How it Works: Automated Temperature Monitoring in Action
IoT-based systems use sensors to continuously monitor temperatures in refrigerators and freezers. These sensors are mounted inside the cold storage units in the warmest part of the unit, typically near the door or opening. The sensors collect temperature readings periodically and transmit the data to the cloud. As the data is recorded, the system can detect and report any anomalies.
If the conditions inside a refrigerator or freezer fall outside of predetermined thresholds, managers and staff can be notified (via text, email, or in-store apps) so they can take quick corrective actions outlined in their risk mitigation plans. In addition, the data that is recorded and stored can be analyzed to help identify trends that can be used to inform maintenance schedules and make operations more efficient. For example, the data may show how many years (on average) a refrigerator will last before it fails, so an organization can plan to buy replacement units before a failure occurs.
Benefits of Automated Temperature Monitoring
The positive impacts of automated temperature monitoring, enabled by IoT, are often realized in four key areas:
Food Safety. Maintaining a controlled environment in refrigerators, freezers, and other food storage areas reduces the risk of spoilage. By automating the monitoring process, organizations can keep a continuous watch on cold storage units and alert staff if temperatures rise above predetermined thresholds, allowing them to take immediate corrective action based on their risk mitigation processes. This is particularly beneficial in situations where a refrigerator door might be kept open too long, a freezer door is not entirely shut, or during a power outage.
Regulatory compliance. Regulatory agencies require reporting of food safety compliance. Typically, this is a human-driven process, with manual checks of thermometers and handwritten logs. IoT technologies that automatically monitor and record temperatures provide easy reporting of temperature levels over time. This streamlined process makes it much faster—and easier—to demonstrate compliance.
Efficiency. Automated temperature monitoring can make back-of-house restaurant processes more efficient by eliminating the manual “check and record” processes mentioned above. This frees up staff time to focus on other important tasks, such as serving customers.
Sustainability.

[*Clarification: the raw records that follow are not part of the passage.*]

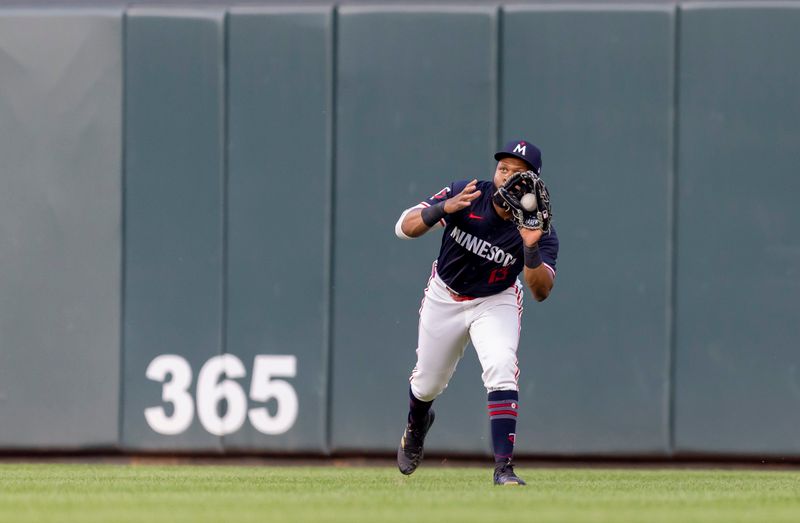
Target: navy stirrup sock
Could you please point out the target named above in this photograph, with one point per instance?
(503, 406)
(417, 409)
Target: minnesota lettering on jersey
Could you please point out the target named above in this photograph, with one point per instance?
(481, 247)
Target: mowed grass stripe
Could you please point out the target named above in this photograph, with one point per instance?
(184, 493)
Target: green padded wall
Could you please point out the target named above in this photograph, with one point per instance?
(738, 243)
(415, 110)
(593, 87)
(174, 155)
(279, 167)
(60, 216)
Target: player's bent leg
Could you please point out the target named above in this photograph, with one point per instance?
(495, 334)
(441, 343)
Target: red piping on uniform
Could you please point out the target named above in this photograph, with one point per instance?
(499, 412)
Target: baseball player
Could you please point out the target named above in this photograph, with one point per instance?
(473, 294)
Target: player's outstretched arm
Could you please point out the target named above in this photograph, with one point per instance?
(416, 222)
(537, 277)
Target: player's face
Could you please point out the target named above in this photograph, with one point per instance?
(506, 167)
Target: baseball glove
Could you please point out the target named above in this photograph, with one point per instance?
(529, 212)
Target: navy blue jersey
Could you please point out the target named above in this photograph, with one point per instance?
(481, 253)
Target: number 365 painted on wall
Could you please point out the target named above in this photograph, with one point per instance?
(212, 389)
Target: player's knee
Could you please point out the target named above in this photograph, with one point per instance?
(501, 375)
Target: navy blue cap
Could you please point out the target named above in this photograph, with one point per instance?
(525, 151)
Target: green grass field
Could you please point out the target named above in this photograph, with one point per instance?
(188, 493)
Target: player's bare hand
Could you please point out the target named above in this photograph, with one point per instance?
(463, 199)
(530, 237)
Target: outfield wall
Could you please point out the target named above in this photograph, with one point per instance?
(198, 208)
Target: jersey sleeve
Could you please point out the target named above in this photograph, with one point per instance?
(548, 249)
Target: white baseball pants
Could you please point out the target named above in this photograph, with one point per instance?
(446, 325)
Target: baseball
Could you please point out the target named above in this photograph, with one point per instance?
(529, 202)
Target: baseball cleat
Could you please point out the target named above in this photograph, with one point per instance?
(504, 474)
(409, 454)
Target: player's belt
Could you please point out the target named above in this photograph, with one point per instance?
(458, 297)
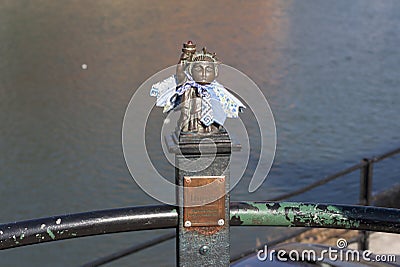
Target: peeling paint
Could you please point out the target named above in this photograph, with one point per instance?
(291, 214)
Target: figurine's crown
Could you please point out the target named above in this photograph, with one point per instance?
(205, 56)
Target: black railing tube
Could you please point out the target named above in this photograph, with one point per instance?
(365, 197)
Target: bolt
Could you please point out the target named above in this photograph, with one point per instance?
(204, 249)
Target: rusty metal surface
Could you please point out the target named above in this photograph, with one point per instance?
(195, 211)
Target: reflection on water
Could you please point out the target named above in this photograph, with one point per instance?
(329, 70)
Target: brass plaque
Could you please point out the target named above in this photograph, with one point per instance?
(200, 207)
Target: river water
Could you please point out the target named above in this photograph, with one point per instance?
(329, 69)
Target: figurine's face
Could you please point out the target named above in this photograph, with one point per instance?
(203, 72)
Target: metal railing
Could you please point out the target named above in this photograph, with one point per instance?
(265, 213)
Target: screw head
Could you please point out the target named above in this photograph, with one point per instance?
(204, 249)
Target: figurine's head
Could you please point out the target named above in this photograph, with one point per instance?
(203, 67)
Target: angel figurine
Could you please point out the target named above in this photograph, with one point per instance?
(204, 103)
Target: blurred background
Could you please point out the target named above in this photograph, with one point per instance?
(329, 69)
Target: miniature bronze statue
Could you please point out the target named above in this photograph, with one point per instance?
(203, 102)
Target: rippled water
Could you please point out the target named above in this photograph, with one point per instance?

By reducing food waste due to spoilage, automated temperature monitoring supports sustainability goals.
How to Get Started
With a wide range of IoT devices and systems available, selecting the right one can be overwhelming. How can you get started? First, identify your organization’s overall goals in incorporating the new technologies, and then review those high-level goals as you investigate options. Here are some criteria to consider:
Device selection: When selecting IoT devices, one size does not fit all. Different devices deliver varying degrees of functionality. Some devices support a single use case, while others have multiple sensors to enable diverse use cases for scalability. Another consideration is battery life. Seek devices that offer extended battery life by leveraging user-replaceable batteries designed for low temperature environments. Other features to look for include use of food-grade plastics and support for firmware updates over the air (FUOTA).
Wireless technology: To effectively penetrate dense refrigerator materials (typically metal), most food service operators are using the open standard, LoRaWAN due to its ability to penetrate walls and maximize battery life.
Data caching: In the event of an interruption in connectivity, you must know what the refrigerator or freezer temperatures were during the outage. Some devices and gateways can cache data and resend as soon as they reconnect, while others cannot. Temperature data caching is critical for applications related to food safety, so be sure to ask for this during the research and evaluation process.
Deployment capabilities: Deployments are complex, and a provider that can navigate deployments at scale is vital. It is important to look at each provider’s technology offerings, installation, and deployment capabilities.
There are many benefits to using IoT to deliver automated temperature monitoring, and these benefits extend beyond food safety to sustainability and improved efficiency. They key is to identify the right devices for your organization’s specific needs.